2.3 – Elementos centrais da experiência chinesa, vietnamita e cubana. O alvorecer da experiência venezuelana. Socialismo com características próprias em cada país. Desenvolvimento das forças produtivas. Socialismo e capitalismo sob a hegemonia do socialismo, formas de propriedade e papel do capital estrangeiro. Missão histórica do Partido Comunista. Sistemas políticos vigentes e legalidade socialista. Soberania e socialismo. Avanços sociais e diferenças de classes.

2.4 – A resistência e a acumulação na fase atual da experiência brasileira. Os três vetores interdependentes da luta de acumulação: luta ideológica, luta institucional/parlamentar, lutas sociais. A conjugação entre a luta por reformas e pela revolução, reformismo e revolucionarismo. Partido Comunista, alianças, independência.

3) Data
Dias 19 e 20 de novembro de 2007

4) Horário
Das 8:30 às 20 horas

5) Local

Unip Vergueiro
Rua Vergueiro, 1211 – Metrô Vergueiro – São Paulo


6) Dinâmica

Abertura situando o Seminário no processo de construção da linha política do Partido.
Quatro períodos de exposições e debates de aproximadamente 4 horas (intervalos inclusos).
Encerramento dedicado a sínteses e sistematizações.
Em cada um dos quatro períodos referidos, três ou quatro palestrantes – do Partido, convidados brasileiros e convidados estrangeiros – com intervenções de 25 minutos cada uma sob a coordenação de um quarto integrante de cada Mesa Diretora dos trabalhos. Em seguida serão abertos os debates com intervenções de 5 minutos.

7) Participantes

Total aproximado, 200 pessoas, entre elas 81 membros do Comitê Central do PCdoB e convidados de outras legendas do campo progressista.

8) Método

Aos expositores é solicitado suas intervenções por escrito, podendo fazer uso de recursos áudio-visuais para facilitar a compreensão.
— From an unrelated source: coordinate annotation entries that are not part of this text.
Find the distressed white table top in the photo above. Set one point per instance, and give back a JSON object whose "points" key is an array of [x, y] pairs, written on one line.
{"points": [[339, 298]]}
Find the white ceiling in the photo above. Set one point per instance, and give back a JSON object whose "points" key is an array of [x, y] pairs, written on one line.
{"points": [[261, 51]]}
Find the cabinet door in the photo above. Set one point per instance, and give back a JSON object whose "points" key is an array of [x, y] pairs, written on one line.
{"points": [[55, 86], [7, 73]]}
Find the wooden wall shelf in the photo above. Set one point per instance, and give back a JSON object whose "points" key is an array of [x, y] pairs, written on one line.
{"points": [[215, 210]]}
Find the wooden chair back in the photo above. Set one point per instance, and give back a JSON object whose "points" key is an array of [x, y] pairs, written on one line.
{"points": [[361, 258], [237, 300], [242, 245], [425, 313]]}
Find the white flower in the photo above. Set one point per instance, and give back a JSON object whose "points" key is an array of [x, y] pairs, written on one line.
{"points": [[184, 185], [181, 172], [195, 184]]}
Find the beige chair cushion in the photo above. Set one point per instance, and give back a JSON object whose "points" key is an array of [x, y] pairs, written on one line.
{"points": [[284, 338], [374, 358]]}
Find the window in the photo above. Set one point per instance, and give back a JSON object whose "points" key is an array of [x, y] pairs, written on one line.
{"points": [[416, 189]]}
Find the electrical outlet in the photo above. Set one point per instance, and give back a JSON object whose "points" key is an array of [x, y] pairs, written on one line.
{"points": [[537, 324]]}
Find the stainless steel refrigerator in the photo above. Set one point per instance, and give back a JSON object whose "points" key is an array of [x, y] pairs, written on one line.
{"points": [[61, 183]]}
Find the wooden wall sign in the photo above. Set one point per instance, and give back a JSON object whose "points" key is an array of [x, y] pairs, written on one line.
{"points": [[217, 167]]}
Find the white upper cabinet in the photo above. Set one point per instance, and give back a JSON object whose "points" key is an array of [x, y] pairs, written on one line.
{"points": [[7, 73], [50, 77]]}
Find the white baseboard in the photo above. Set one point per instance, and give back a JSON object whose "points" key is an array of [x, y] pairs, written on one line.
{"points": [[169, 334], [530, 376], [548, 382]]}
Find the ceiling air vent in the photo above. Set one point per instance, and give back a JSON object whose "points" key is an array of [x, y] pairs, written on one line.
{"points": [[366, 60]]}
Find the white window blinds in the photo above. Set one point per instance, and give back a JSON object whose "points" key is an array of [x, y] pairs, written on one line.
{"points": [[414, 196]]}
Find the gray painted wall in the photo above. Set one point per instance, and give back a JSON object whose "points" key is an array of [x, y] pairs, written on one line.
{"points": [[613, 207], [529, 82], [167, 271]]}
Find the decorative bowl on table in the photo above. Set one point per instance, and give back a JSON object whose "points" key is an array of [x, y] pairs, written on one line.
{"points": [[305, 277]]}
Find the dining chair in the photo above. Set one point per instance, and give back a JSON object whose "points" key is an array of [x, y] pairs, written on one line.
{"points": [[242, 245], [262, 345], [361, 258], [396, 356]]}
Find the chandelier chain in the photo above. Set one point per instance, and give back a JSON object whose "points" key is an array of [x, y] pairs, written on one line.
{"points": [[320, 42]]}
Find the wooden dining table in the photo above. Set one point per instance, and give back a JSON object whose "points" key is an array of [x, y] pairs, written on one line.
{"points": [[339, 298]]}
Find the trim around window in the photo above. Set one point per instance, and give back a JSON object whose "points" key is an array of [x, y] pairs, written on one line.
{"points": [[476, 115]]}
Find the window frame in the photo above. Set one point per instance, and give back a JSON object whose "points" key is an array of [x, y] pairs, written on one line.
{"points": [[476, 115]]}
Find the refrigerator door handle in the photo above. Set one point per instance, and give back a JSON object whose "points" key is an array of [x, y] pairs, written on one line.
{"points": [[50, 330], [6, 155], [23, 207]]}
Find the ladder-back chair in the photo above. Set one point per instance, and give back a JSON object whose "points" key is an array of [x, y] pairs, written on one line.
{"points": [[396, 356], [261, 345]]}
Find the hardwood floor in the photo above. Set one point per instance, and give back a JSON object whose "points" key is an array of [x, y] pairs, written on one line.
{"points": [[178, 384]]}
9) Abertura, expositores e coordenadores das mesas

Abertura
Renato Rabelo – presidente do PCdoB

Tema 1
Primeira mesa
Luiz Gonzaga Belluzzo (professor titular de economia da Unicamp, aposentado),
José Carlos de Souza Braga (professor e diretor do Centro de Relações Internacionais do Instituto de Economia da Unicamp),
Renildo Souza (economista e professor do Centro Federal de Educação Tecnológica da Bahia),
Oswaldo Martinez (economista Cuba) - a confirmar,
coordenador Sérgio Barroso (médico, doutorando em Economia Social e do Trabalho, da direção nacional do PCdoB).

Segunda mesa
Samuel Pinheiro Guimarães (embaixador, Secretario Executivo do Itamaraty), Francisco Carlos Teixeira da Silva (historiador, professor Emérito da ECEME [escola de Comando e Estado Maior do Exército]),
José Reinaldo Carvalho (jornalista e responsável pela Secretaria de Relações Internacionais do PCdoB),
coordenador Dilermando Toni (jornalista, da direção nacional do PCdoB).

Tema 2
Primeira mesa
Luís Fernandes (cientista político e professor da Universidade Federal Fluminense e presidente da Finep),
João Quartim de Moraes (professor de filosofia da Unicamp – confirmar),
Convidado do Partido Comunista Português (PCP),
coordenadora Madalena Guasco (professora, diretora do Centro de Educação da PUC-SP, e da direção nacional do PCdoB)

Segunda mesa
Personalidades representantes de Cuba, China, Vietnam e Venezuela, coordenadora Nádia Campeão (da direção nacional do PCdoB, Presidente do PCdoB de São Paulo).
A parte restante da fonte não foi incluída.